What they mean here is that if a group is too pro-Palestinian, or pro-whatever for their tastes, they can penalize it because they feel the group's *speech* supports terrorism.
It is tough to put the genie back in the bottle on this one. There are ~1.5million 501(c)3's. Ideally, congress narrows the definition of "charity" (as we see from the comments, there's hardly a consensus definition), then winnow out all the ones which do not qualify. For example, is Harvard really a charity when they sit on a $50B endowment? It's hard to see that ever happening. JD is correct there will no doubt be politically motivated selective enforcement and this law will have unintended negative consequences far outweighing the benefits.
I definitely see democrats using this to persecute any Tea Party or pro life group. But completely ignoring organizations like CAIR who do in fact fund terrorists.
Eliminate all non profit. The only difference is a form you fill out.
On that end all ngos also
Although ALL tax systems have their own peculiar problems, progressive income tax systems with uncountable and unfathomable loopholes, exemptions and systems of social rewards and punishments are the worst possible of a bad lot.
disregarded in determining, under the internal revenue laws, in respect of any tax liability of such individual
Who taught these people how to write?
"Administrative power over financial matters is a dangerous weapon for bypassing due process."
Gee, I always thought the power of the purse was held by the legislative branch, not by petty bureaucrats.
I stand corrected.
> There's no safe way to weaponize government and law against political opponents without risking becoming a target once new officials are in office.

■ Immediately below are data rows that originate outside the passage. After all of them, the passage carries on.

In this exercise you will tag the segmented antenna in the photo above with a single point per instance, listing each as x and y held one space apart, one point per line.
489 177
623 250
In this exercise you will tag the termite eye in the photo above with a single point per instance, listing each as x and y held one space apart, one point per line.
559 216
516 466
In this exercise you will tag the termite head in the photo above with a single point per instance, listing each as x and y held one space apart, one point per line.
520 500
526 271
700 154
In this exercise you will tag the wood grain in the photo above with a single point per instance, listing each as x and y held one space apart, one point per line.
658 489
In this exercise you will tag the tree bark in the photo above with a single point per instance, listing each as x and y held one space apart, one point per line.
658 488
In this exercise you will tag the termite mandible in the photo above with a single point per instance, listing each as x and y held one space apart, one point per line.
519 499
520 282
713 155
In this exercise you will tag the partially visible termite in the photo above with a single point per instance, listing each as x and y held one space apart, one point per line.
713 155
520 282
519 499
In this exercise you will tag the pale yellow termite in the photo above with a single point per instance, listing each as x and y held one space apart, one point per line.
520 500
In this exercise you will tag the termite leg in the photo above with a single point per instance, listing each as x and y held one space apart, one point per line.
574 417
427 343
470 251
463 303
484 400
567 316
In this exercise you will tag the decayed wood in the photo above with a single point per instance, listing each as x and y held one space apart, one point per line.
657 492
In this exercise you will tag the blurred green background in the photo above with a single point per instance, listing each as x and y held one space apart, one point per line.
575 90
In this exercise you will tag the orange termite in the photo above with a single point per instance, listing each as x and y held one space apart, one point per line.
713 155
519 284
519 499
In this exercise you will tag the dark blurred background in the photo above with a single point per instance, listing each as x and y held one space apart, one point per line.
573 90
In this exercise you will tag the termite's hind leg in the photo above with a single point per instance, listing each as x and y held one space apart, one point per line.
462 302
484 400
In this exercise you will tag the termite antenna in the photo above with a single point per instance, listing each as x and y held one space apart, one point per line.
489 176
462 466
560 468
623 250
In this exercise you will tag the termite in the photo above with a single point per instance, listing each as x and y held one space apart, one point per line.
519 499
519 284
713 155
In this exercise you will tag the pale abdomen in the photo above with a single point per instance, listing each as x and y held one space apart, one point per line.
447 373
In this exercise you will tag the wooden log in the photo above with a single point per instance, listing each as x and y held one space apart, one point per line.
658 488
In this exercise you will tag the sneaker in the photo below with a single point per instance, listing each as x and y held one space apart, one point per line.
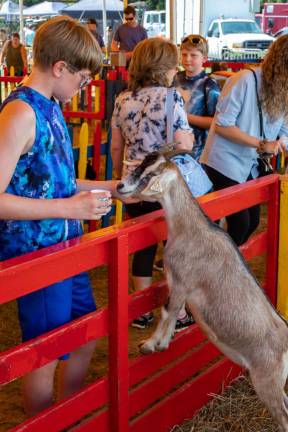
184 323
159 265
143 322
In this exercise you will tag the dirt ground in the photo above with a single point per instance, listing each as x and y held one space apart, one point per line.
11 411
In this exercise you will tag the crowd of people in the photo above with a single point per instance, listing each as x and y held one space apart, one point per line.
42 203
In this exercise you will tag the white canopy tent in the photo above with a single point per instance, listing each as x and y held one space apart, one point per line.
102 10
9 8
95 5
46 8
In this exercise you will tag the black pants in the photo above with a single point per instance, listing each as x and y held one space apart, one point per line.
142 265
242 224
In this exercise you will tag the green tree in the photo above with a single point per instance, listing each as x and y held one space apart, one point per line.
271 1
155 4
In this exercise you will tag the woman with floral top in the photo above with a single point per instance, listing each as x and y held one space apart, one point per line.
139 126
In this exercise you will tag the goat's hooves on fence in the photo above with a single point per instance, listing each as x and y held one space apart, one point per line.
146 348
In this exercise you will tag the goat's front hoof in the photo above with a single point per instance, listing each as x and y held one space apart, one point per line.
147 347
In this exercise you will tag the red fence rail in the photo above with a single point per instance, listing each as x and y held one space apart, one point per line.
153 391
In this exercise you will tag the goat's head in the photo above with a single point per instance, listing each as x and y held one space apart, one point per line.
151 179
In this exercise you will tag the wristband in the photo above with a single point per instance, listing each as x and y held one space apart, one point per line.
261 148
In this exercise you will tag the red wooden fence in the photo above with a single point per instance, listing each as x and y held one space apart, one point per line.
150 392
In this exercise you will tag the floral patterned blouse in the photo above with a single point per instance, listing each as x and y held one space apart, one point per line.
142 118
45 172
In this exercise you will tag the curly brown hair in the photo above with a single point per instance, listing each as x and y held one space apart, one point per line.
151 60
63 38
274 88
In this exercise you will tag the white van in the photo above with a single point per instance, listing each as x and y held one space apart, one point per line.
155 23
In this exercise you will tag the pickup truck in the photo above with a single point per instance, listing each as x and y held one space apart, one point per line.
232 39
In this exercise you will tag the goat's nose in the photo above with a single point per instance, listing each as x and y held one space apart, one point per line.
120 186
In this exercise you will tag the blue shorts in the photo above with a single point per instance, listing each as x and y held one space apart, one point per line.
55 305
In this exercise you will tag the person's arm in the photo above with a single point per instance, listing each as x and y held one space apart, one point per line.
183 135
233 133
17 125
24 57
199 121
3 52
117 150
115 45
211 96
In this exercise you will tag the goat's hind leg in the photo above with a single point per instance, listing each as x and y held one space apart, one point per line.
165 329
269 386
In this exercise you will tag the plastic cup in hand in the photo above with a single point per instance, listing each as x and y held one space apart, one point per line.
284 140
100 191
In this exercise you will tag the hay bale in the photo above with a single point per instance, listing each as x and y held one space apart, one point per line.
238 409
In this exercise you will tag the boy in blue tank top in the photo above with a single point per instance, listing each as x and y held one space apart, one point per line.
41 203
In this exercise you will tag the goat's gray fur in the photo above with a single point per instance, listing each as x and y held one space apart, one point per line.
205 269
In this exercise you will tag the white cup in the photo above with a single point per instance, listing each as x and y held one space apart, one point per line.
100 191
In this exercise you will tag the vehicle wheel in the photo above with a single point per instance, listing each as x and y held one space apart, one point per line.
225 55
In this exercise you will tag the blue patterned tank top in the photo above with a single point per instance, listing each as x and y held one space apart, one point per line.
45 172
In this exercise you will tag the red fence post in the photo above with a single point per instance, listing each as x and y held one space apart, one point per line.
272 242
118 336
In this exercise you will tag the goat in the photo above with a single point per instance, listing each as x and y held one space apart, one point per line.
205 269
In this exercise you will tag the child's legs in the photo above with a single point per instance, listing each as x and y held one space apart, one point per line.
42 311
73 371
142 265
38 388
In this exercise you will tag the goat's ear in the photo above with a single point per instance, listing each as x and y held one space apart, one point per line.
158 183
153 187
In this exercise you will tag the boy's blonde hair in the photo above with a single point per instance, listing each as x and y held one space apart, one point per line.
195 41
151 60
274 86
63 38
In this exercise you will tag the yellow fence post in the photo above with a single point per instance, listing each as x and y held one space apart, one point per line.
83 148
282 301
119 211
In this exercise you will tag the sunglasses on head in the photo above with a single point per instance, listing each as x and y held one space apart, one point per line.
193 39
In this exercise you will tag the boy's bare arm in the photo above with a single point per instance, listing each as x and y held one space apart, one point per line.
24 56
17 125
199 121
3 52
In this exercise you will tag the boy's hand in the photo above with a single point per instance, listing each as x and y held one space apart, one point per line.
88 205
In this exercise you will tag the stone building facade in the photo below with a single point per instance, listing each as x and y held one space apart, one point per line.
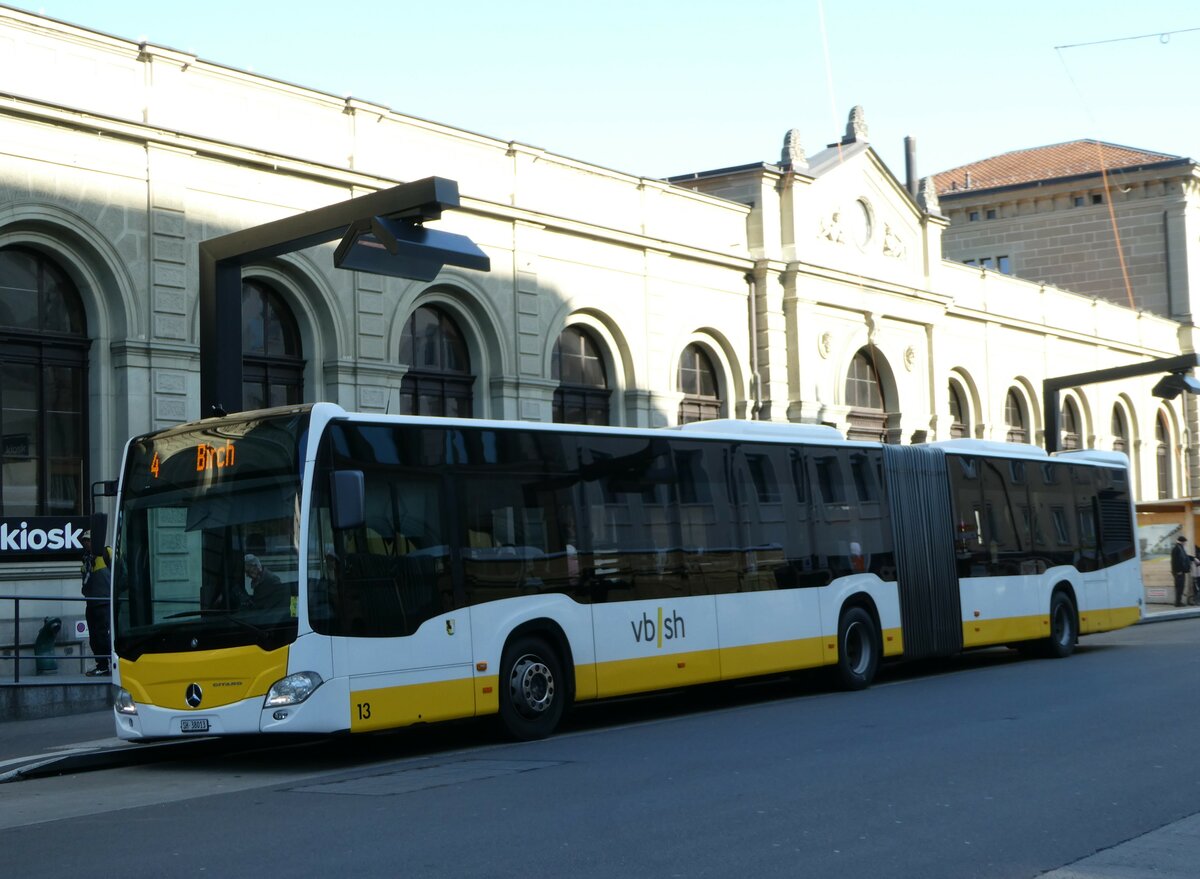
1102 220
807 289
1057 214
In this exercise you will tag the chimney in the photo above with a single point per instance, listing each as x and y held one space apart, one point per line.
910 166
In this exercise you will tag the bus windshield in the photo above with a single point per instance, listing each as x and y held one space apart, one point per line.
208 537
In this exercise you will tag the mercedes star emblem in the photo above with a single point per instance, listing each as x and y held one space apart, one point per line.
195 694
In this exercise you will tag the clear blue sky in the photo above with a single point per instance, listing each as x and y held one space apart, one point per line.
669 88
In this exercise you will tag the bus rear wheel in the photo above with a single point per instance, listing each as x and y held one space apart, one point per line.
1063 627
532 689
858 649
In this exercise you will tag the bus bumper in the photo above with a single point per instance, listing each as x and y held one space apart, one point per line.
325 711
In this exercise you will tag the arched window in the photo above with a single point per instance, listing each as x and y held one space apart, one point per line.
864 394
1069 425
697 381
273 362
43 380
582 394
1163 455
1120 431
1014 417
960 417
438 381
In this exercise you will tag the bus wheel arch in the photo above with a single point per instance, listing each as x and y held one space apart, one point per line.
1063 622
859 643
537 680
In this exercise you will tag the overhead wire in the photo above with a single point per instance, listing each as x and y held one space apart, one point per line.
1164 37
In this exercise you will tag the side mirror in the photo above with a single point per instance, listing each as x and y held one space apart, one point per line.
97 522
347 498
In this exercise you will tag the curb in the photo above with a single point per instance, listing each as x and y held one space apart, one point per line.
1168 615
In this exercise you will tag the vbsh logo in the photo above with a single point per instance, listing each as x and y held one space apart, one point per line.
42 534
659 631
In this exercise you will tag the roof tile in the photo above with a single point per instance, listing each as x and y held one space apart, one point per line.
1050 162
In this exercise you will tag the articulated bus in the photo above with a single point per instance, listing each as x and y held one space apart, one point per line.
305 569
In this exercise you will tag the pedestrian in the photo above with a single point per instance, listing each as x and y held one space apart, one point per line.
265 591
97 590
1181 566
1195 575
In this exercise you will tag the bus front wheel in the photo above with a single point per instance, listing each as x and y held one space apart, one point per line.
532 689
858 649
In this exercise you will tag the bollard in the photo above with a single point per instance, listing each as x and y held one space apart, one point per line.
43 647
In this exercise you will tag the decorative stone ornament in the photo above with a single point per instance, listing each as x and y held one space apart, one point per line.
793 151
825 344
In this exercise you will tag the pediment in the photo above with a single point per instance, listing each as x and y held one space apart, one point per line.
855 215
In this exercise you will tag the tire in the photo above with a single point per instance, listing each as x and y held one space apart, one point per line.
1063 627
858 649
533 689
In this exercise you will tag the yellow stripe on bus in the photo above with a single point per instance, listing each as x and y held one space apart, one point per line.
978 633
658 671
1120 617
225 676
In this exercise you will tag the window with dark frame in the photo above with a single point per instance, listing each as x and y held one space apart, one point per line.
439 381
1014 417
864 394
43 381
960 426
697 381
1163 456
1120 434
1071 438
582 394
273 359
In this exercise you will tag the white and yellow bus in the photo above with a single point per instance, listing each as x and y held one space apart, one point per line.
419 569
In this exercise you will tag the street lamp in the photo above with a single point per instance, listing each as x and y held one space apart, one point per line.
1177 381
382 233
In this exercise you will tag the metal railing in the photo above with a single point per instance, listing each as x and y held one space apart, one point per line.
16 631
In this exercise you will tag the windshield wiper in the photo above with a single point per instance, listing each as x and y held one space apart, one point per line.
263 634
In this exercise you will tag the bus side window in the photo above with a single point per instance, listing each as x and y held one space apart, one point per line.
967 492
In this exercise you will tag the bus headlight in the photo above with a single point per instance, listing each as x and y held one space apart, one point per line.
292 689
124 703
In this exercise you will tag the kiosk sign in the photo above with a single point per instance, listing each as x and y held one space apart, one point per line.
41 537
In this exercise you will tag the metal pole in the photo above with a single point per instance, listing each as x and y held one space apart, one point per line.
16 641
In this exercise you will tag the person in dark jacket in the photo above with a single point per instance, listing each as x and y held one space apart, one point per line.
96 587
265 591
1181 564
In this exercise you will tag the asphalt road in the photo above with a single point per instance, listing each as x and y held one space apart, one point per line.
984 766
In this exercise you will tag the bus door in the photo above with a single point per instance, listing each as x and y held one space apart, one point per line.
772 621
1095 601
401 635
653 519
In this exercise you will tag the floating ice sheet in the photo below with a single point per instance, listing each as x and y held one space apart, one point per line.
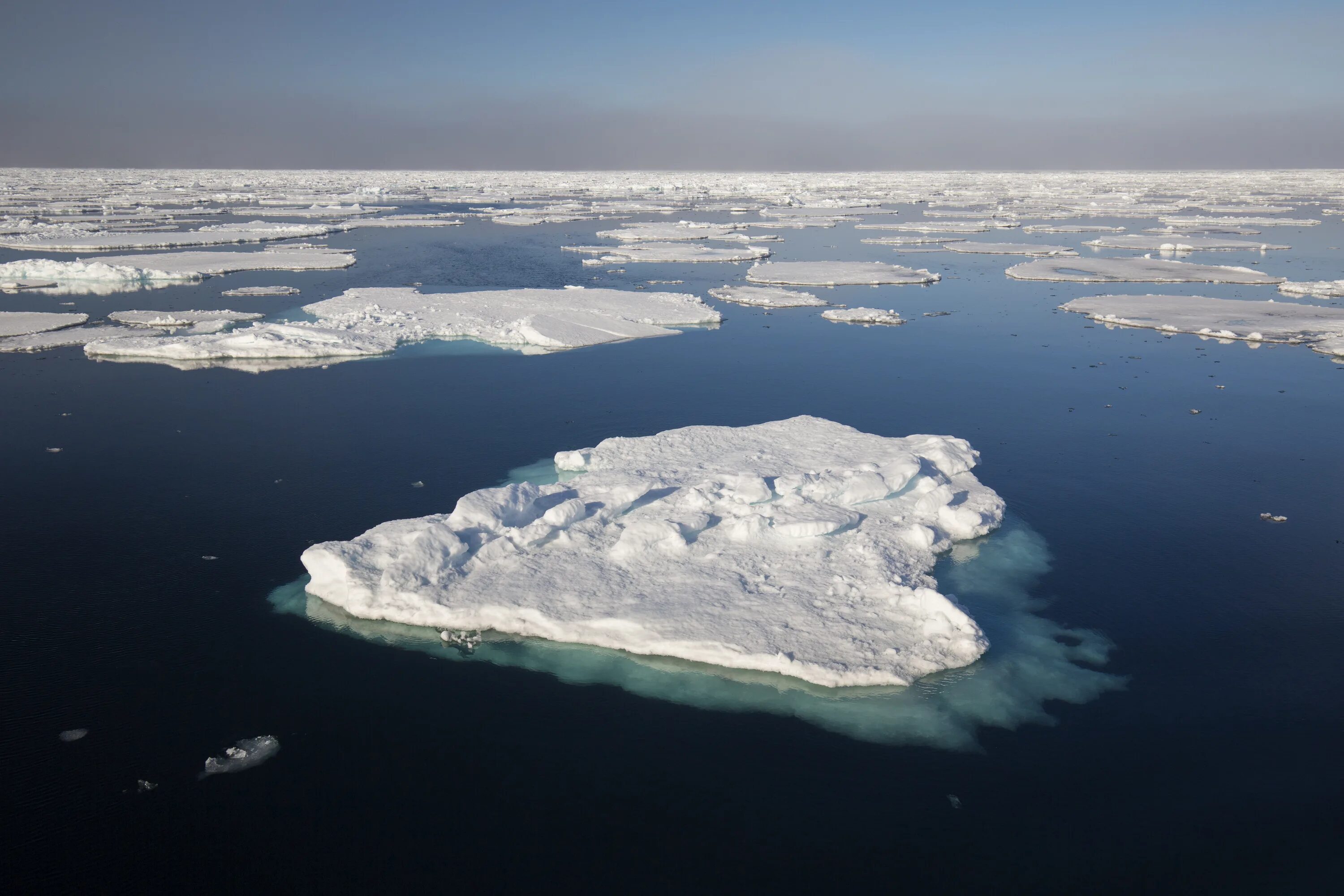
1217 318
1008 249
866 316
800 547
27 323
1031 660
838 275
1140 271
767 296
1180 244
1323 288
681 252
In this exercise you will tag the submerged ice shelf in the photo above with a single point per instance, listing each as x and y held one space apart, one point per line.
800 547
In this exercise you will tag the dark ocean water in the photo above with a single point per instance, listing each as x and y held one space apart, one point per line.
1209 763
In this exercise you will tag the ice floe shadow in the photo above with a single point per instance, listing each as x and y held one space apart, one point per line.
1030 663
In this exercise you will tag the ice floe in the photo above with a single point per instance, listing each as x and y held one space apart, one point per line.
261 291
246 754
209 236
533 319
29 323
1180 244
1240 319
1031 660
1008 249
1323 288
767 296
800 547
863 316
679 252
1140 271
182 319
838 275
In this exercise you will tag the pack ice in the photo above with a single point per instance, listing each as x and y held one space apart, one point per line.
1146 271
1218 318
838 275
800 547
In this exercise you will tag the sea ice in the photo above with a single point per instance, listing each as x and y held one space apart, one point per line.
1143 271
1179 244
1324 288
1031 661
1215 318
1008 249
261 291
29 323
182 319
838 275
246 754
537 319
863 316
800 547
681 252
767 296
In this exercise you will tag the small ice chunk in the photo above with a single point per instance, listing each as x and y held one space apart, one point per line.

Sure there is! Just ensure your political opponents never get into office.
So where's that US Constitutional Authority to fund non-profits again?
House votes to KILL some of [Na]tional So[zi]alist Empire and Reason complains? WTF?
Since when is giving someone a tax exemption 'funding' them?
Look, it's one thing to say 'we are abolishing all tax exemptions for non-profits'.
If you don't understand why we shouldn't give the state the power selectively abolish tax exemption for groups the Administration disapproves with, I don't know how Reason can help.